No dia seguinte à divulgação desse estudo o senhor prefeito divulgou uma nota afirmando que “nos últimos anos a cidade de Florianópolis se tornou um dos principais destinos de imigrantes do Brasil, o que deve ter afetado os resultados”. Novamente os migrantes são os culpados. Além disso, a nota enaltece o fato de que “a cidade de Florianópolis lidera o patamar da renda média do país”.

Neste caso, a nota do senhor prefeito esqueceu de informar um aspecto relevante apontado pelo estudo: que o grupo dos 50% mais pobres da cidade tem uma renda média inferior à metade da renda média do conjunto. A consequência disso é que o Índice de Gini aumentou no período, indicando que a concentração de renda na cidade está aumentando.

3.

Outro ponto importante nesse comportamento político do senhor prefeito a ser destacado diz respeito ao grave problema habitacional enfrentado pelos moradores de Florianópolis, cidade que se situa entre aquelas com os cinco metros quadrados mais caros do país.

Quando o IBGE divulgou, com base nos dados do Censo Demográfico de 2022, a expansão acelerada de favelas na área conurbada da capital catarinense (que comporta quatro municípios), imediatamente o prefeito aprovou um projeto de habitação popular com apoio financeiro do Programa Minha Casa Minha Vida (Governo Federal) denominado de “Programa Floripa para Todos”.

Além de ser um projeto populista, uma vez que contemplara apenas 800 famílias diante da existência de milhares de famílias que sobrevivem em condições desumanas, são estabelecidas diversas regras de acesso com destaque para o fato de que os interessados precisam comprovar que já residem em Florianópolis a mais de cinco anos e quem tem renda e emprego.

Esse conjunto de fatos relativos ao comportamento do senhor prefeito de Florianópolis pode ser enquadrado como eugenista, uma vez que tal autoridade pretende “melhorar o bem-estar da cidade” por meio da promoção da discriminação e exclusão de determinados grupos sociais via seleção prévia entre os “aptos” e os “não-aptos” a residir na cidade.

Por fim, a atitude do senhor prefeito também não deixa de ser um comportamento segregacionista cuja essência remete ao ato de separar ou isolar os indivíduos tratando-os de forma desigual com base em suas características sociais específicas.

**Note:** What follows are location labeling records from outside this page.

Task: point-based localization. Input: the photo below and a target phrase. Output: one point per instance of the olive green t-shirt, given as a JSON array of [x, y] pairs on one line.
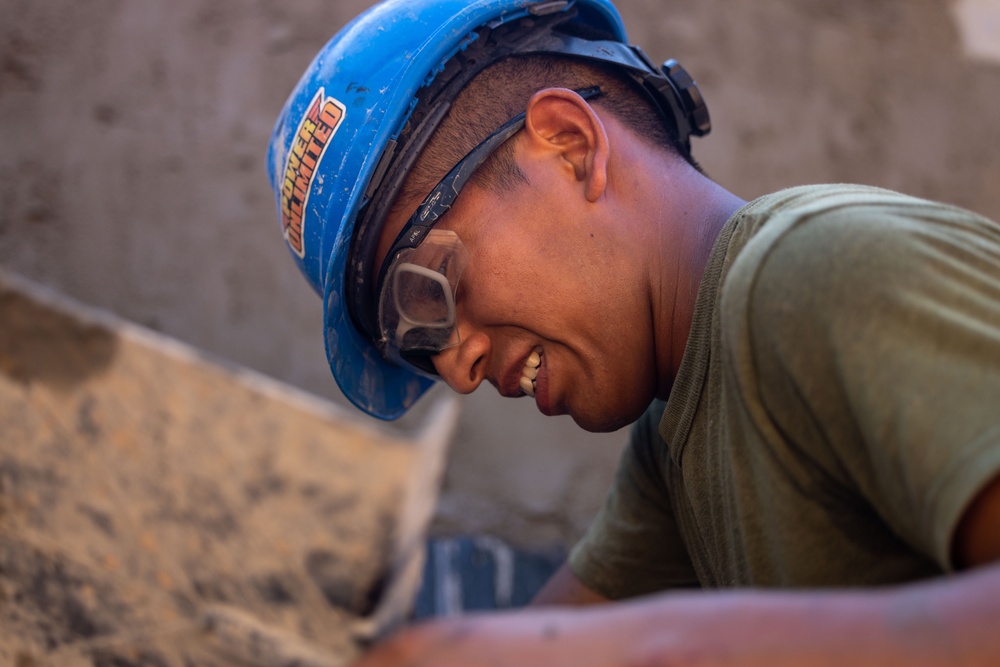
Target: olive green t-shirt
[[836, 410]]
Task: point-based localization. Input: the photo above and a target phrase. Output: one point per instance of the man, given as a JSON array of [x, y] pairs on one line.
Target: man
[[504, 191]]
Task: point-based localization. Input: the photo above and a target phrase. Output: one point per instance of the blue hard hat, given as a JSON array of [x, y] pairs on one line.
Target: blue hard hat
[[356, 121]]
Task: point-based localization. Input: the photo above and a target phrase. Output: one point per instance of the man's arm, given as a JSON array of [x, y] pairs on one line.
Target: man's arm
[[977, 539], [943, 622], [948, 621]]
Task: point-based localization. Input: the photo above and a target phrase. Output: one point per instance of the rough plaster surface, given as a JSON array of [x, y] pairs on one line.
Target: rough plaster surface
[[158, 508], [132, 175]]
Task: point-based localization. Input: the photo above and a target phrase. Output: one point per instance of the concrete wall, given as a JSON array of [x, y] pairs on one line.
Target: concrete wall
[[131, 175]]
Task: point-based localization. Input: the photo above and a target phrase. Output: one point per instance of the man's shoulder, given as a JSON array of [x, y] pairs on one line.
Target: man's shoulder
[[836, 232]]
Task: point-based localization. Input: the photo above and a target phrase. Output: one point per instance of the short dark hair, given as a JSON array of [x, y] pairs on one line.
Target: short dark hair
[[502, 91]]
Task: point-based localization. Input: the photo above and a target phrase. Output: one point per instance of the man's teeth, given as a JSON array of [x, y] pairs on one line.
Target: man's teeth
[[530, 372]]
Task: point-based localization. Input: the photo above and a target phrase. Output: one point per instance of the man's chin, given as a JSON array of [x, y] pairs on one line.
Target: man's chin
[[604, 419]]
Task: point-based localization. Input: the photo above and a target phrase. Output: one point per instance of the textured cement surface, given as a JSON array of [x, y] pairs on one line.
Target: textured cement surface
[[157, 508], [132, 174]]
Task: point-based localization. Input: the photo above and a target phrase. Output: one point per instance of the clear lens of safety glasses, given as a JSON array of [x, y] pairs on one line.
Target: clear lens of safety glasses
[[417, 304]]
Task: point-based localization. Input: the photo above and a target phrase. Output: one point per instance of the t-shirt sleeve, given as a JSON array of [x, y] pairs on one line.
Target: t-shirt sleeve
[[633, 547], [875, 331]]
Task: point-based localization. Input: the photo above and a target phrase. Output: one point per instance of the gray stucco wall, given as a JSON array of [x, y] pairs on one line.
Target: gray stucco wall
[[131, 174]]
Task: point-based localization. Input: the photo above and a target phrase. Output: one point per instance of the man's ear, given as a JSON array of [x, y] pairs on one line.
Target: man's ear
[[560, 122]]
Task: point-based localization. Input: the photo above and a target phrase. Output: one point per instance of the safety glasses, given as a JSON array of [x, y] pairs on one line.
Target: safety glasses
[[418, 281]]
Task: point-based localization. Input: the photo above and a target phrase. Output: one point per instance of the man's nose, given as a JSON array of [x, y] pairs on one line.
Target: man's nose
[[465, 365]]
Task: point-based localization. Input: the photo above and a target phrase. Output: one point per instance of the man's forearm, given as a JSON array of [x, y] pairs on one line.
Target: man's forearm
[[950, 621]]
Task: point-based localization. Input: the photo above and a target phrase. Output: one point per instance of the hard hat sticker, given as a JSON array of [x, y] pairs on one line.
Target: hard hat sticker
[[312, 137]]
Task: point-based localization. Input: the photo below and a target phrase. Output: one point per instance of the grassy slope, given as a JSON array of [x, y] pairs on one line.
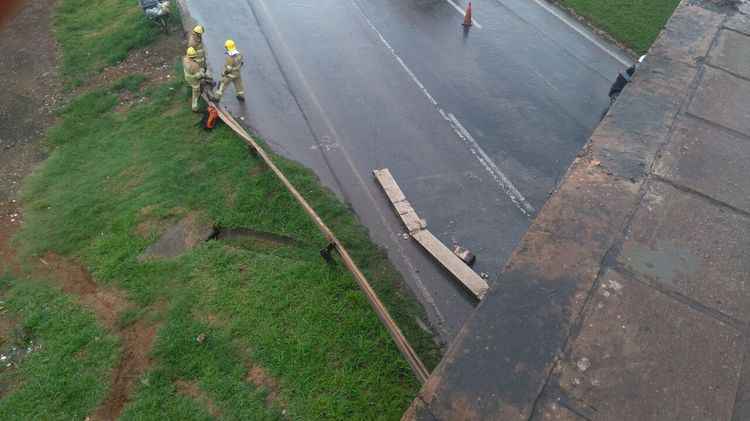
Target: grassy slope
[[66, 377], [279, 305], [94, 35], [636, 23]]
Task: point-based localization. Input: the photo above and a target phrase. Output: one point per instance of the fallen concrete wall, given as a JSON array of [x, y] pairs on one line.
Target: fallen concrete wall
[[628, 297]]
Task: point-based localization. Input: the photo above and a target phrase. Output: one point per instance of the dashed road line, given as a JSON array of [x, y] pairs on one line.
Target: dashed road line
[[500, 178]]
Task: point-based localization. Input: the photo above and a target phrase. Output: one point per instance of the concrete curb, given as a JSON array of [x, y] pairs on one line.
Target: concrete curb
[[626, 298]]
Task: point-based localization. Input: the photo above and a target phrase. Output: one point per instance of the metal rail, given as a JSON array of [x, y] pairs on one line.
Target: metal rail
[[420, 371]]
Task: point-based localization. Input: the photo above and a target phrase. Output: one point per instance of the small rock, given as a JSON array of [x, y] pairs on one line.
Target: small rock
[[583, 364], [464, 254]]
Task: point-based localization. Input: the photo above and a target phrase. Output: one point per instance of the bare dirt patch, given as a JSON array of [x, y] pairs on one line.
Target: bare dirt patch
[[28, 68], [193, 391], [74, 279], [137, 341]]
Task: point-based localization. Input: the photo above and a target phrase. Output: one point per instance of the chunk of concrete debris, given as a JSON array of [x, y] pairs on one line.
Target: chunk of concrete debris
[[190, 231], [464, 254]]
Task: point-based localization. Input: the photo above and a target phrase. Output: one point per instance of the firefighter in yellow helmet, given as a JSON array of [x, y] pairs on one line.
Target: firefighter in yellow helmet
[[232, 72], [195, 40], [194, 75]]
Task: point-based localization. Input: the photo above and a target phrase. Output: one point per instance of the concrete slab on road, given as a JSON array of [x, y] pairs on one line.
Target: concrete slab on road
[[628, 296], [476, 127]]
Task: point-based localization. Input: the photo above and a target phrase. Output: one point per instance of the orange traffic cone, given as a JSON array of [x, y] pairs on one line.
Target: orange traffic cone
[[467, 16]]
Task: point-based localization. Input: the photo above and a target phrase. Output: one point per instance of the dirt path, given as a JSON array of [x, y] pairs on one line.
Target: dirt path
[[26, 112]]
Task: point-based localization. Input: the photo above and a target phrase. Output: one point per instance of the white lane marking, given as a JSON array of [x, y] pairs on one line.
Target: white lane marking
[[463, 13], [505, 184], [515, 196], [566, 20], [315, 104]]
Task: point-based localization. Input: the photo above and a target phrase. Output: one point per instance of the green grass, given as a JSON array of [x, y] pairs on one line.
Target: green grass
[[636, 23], [280, 305], [94, 35], [66, 374]]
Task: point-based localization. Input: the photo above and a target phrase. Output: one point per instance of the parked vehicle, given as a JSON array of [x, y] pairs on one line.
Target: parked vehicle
[[157, 11]]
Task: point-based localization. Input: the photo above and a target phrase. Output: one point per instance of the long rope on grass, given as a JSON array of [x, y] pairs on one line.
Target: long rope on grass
[[398, 337]]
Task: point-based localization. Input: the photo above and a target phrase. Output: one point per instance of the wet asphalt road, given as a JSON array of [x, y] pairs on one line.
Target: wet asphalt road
[[477, 126]]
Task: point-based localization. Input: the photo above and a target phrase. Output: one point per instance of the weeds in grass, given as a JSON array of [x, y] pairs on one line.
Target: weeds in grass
[[282, 307], [636, 23], [65, 374]]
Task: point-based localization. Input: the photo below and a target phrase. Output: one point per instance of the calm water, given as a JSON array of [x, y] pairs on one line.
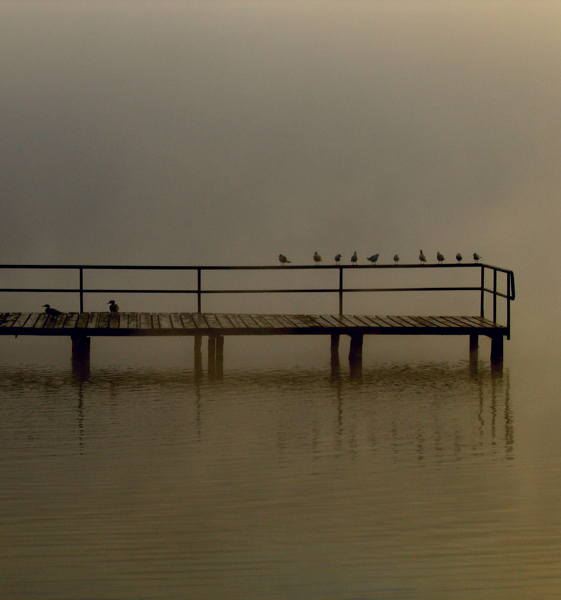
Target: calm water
[[435, 479]]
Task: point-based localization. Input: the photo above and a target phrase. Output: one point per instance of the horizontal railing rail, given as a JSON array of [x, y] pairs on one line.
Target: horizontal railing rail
[[508, 294]]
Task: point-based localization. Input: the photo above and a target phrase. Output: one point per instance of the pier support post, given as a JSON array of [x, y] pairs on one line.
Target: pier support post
[[198, 354], [81, 357], [211, 355], [80, 347], [335, 347], [355, 355], [219, 355], [497, 349], [355, 352], [335, 354]]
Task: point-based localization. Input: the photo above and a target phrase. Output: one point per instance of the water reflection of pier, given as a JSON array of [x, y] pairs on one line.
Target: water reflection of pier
[[432, 411]]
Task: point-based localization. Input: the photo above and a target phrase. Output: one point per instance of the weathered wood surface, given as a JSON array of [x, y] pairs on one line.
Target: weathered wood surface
[[214, 324]]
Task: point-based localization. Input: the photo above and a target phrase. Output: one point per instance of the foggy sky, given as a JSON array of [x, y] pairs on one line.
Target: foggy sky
[[227, 132]]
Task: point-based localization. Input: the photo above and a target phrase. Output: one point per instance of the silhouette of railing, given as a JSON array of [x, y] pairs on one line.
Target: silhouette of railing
[[507, 293]]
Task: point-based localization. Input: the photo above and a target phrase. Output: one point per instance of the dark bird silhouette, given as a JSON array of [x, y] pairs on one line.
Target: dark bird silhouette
[[53, 312]]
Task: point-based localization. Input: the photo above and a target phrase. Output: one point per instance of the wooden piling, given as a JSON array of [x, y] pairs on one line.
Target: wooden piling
[[355, 352]]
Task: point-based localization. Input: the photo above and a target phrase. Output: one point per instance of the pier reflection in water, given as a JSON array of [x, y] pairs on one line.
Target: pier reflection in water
[[140, 483]]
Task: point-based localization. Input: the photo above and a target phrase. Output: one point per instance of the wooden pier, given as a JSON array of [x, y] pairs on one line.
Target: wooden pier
[[81, 326]]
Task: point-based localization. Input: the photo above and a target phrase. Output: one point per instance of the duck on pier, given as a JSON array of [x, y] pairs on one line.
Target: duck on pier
[[53, 312]]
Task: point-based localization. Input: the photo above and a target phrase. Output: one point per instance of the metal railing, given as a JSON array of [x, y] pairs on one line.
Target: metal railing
[[508, 294]]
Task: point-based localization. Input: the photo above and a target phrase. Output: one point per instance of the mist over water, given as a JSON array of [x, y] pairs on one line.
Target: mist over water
[[225, 133]]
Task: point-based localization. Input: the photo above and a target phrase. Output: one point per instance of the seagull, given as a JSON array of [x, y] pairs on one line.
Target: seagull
[[53, 312]]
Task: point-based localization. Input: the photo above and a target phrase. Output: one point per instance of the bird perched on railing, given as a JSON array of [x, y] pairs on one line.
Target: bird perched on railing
[[53, 312]]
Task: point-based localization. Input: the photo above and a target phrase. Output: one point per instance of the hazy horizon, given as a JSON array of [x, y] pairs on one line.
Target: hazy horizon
[[225, 133]]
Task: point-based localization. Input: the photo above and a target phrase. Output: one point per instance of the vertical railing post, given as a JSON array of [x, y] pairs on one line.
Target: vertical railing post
[[81, 289], [494, 295], [199, 299], [508, 305], [340, 290], [482, 299]]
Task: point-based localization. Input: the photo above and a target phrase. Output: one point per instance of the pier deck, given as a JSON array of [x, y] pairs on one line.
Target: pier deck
[[221, 324]]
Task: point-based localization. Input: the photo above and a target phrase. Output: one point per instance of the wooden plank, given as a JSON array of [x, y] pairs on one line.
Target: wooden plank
[[261, 321], [356, 322], [165, 321], [441, 322], [10, 320], [30, 323], [103, 321], [21, 320], [333, 320], [133, 320], [92, 320], [346, 320], [71, 321], [249, 322], [41, 320], [284, 321], [187, 320], [176, 321], [405, 321], [275, 322], [426, 321], [145, 321], [212, 321], [297, 321], [319, 321], [224, 321], [387, 322], [236, 321], [82, 322], [200, 321]]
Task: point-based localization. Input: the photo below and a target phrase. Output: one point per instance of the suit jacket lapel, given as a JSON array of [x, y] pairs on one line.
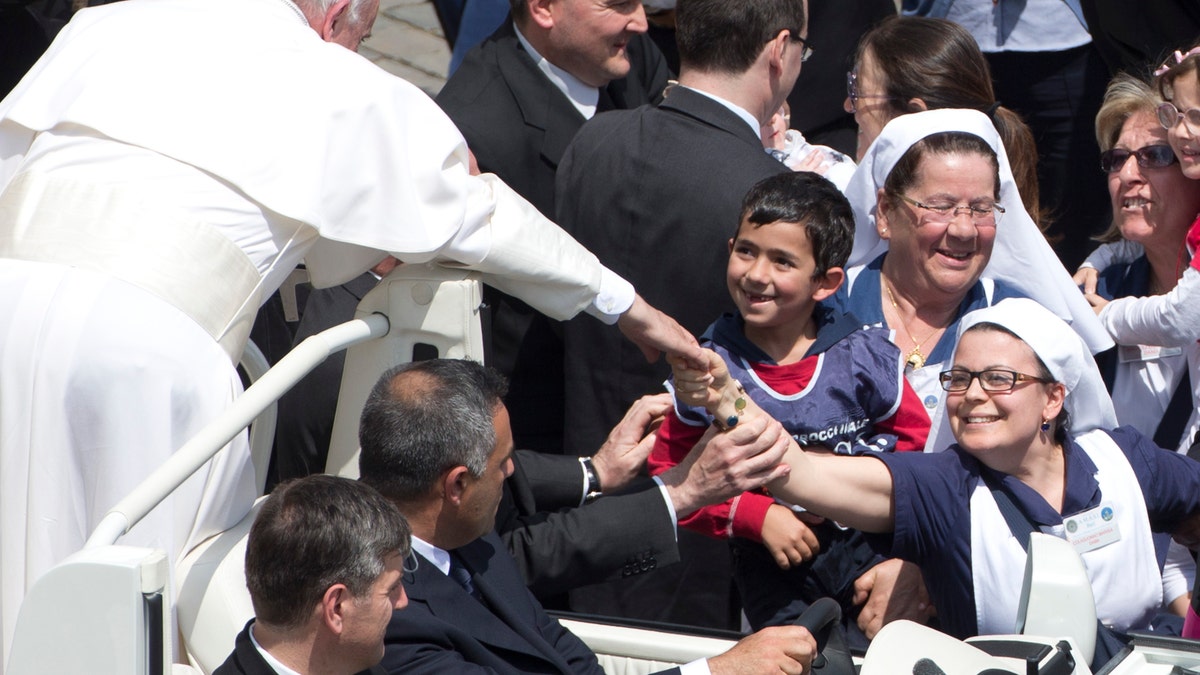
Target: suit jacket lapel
[[707, 111], [508, 597], [502, 626], [543, 106]]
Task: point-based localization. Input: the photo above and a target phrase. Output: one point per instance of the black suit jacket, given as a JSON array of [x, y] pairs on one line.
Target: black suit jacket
[[443, 629], [655, 193], [558, 544], [245, 659], [305, 420], [519, 125]]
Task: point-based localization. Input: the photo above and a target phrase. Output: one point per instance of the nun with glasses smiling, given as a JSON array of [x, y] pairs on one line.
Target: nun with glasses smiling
[[1032, 428], [940, 231]]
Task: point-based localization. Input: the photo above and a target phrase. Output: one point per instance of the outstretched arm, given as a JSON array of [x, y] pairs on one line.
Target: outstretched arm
[[855, 491]]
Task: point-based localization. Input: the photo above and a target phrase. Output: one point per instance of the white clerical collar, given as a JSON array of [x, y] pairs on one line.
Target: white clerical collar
[[733, 108], [439, 557], [297, 11], [582, 96], [270, 659]]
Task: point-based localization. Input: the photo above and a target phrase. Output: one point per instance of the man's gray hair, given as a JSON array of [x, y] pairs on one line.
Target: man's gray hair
[[311, 533], [425, 418]]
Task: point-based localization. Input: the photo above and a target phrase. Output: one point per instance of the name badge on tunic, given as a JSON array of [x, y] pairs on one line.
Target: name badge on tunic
[[1138, 353], [1093, 529]]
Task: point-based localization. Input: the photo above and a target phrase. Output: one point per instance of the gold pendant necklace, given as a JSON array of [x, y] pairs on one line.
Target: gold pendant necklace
[[916, 359]]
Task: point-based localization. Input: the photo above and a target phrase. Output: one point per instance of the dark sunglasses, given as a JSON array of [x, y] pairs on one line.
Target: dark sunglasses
[[1151, 156]]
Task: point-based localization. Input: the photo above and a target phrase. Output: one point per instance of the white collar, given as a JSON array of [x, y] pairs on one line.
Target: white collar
[[581, 95], [267, 656], [751, 121], [297, 10], [439, 557]]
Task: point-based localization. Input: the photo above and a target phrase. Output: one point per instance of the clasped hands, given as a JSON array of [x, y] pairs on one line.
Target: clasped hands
[[711, 387]]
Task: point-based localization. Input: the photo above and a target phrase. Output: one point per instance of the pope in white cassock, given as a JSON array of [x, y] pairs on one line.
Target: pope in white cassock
[[163, 168]]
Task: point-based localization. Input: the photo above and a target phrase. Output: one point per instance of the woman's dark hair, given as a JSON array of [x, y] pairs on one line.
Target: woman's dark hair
[[1062, 422], [1188, 65], [905, 174], [940, 63]]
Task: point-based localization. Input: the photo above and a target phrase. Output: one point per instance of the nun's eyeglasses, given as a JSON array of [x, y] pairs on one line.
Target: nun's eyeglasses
[[1151, 156], [853, 95], [993, 380]]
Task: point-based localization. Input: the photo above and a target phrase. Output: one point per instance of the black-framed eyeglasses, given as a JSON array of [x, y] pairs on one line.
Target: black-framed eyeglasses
[[1169, 115], [853, 95], [958, 380], [805, 49], [1151, 156], [981, 214]]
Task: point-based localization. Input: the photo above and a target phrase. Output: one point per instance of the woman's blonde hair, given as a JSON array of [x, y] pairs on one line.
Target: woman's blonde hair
[[1125, 97]]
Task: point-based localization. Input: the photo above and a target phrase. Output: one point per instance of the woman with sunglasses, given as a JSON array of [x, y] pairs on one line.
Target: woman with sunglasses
[[912, 64], [1170, 320], [1033, 429], [1153, 204]]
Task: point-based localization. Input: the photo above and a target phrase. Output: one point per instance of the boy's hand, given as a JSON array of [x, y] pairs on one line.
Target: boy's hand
[[701, 387], [1086, 278], [629, 443], [892, 590], [789, 539]]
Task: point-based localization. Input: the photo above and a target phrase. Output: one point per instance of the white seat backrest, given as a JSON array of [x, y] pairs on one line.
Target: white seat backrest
[[213, 602], [1056, 596], [426, 305]]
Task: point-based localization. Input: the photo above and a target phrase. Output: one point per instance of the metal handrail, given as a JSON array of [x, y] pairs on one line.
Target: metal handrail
[[262, 394]]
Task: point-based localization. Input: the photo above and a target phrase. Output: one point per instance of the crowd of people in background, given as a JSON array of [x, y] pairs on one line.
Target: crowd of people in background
[[913, 266]]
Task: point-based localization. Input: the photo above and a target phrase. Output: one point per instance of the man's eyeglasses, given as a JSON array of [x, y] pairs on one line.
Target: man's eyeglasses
[[1151, 156], [1169, 115], [981, 214], [853, 95], [993, 380]]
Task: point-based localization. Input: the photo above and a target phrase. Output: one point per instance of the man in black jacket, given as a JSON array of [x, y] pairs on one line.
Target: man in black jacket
[[436, 440], [323, 567]]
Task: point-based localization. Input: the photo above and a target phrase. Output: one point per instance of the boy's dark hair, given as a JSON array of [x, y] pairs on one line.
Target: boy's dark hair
[[727, 35], [810, 199]]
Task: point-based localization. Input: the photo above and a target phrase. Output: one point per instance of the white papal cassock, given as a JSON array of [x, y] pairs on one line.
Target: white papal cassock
[[163, 167]]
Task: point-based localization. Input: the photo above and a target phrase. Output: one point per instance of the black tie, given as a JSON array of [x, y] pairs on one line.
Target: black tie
[[460, 573], [605, 102]]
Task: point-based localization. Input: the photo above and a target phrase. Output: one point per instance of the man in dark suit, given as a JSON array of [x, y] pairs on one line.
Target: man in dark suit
[[436, 440], [655, 192], [323, 568], [519, 99]]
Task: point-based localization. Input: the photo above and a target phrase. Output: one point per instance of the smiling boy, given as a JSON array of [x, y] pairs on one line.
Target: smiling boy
[[831, 381]]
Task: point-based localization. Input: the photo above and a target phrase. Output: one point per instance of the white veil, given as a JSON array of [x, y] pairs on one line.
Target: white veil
[[1021, 258]]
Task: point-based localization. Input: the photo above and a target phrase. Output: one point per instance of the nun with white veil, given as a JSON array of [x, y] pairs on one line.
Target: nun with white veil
[[1032, 429], [941, 231]]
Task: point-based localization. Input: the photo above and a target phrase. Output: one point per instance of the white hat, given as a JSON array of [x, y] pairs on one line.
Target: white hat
[[1063, 353], [1020, 257]]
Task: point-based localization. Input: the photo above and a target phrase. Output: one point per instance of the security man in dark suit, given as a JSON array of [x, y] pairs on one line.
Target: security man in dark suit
[[519, 99], [436, 440], [323, 568], [655, 192]]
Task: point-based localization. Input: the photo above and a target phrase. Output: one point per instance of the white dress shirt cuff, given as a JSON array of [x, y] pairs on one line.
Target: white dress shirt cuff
[[615, 298], [675, 519]]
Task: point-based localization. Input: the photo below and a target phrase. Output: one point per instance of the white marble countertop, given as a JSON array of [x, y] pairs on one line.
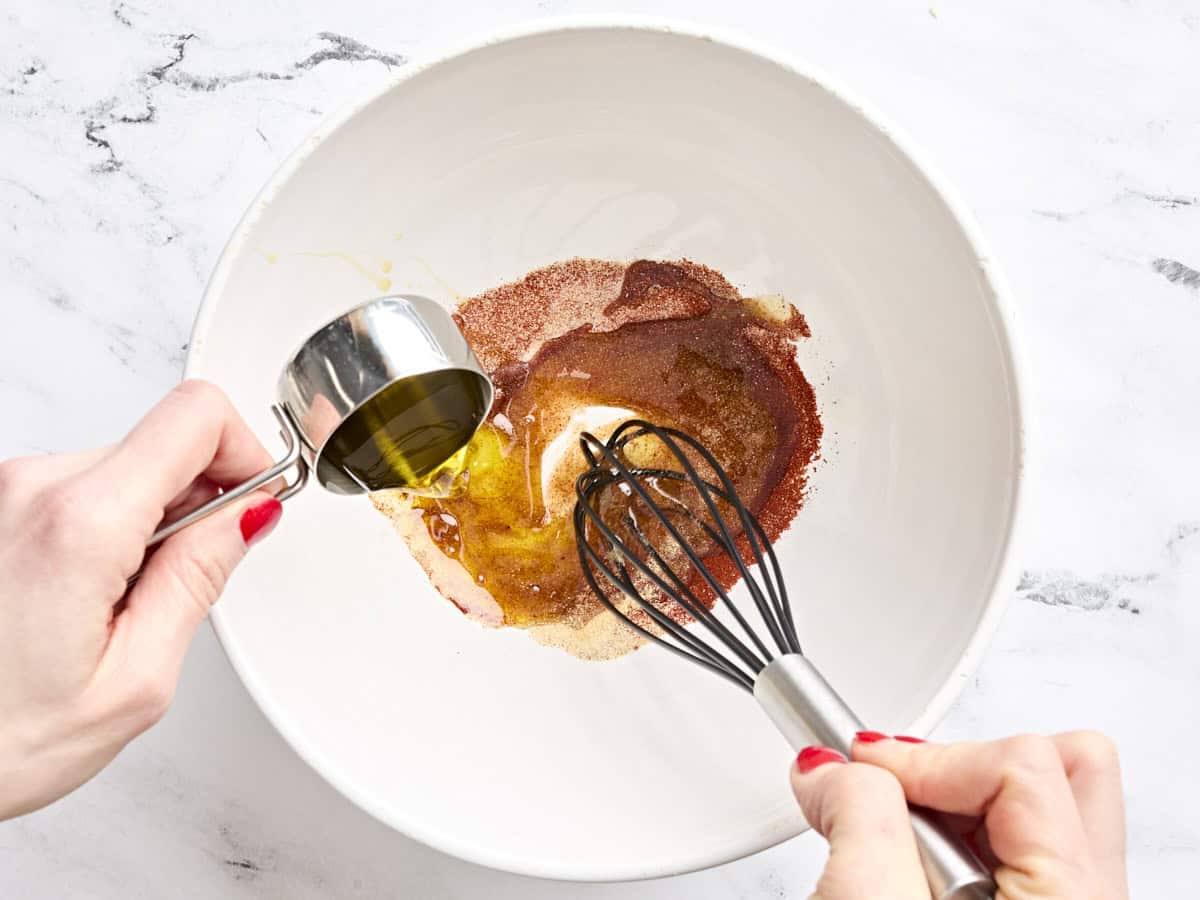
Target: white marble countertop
[[132, 136]]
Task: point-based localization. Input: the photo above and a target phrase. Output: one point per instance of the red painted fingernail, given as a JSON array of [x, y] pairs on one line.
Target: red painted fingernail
[[258, 521], [870, 737], [813, 756]]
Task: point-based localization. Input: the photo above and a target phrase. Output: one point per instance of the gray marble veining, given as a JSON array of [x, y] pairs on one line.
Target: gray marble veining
[[135, 133]]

Tal comportamento pode ser individualizado como pode ser institucionalizado pelos órgãos governamentais, tanto por meio de leis como por ações específicas por parte de agentes do Estado, como é o caso do atual gestor da cidade de Florianópolis.

Lamentavelmente observa-se que uma parcela expressiva da população da capital catarinense apoia tal comportamento político, o que nos remete ao enorme desafio que temos de enfrentar para acabar com as desigualdades, não somente em Florianópolis e em Santa Catarina, mas no conjunto do país.

*Lauro Mattei é professor titular do Departamento de Economia e Relações Internacionais e do programa de pós-graduação em Administração, ambos na UFSC.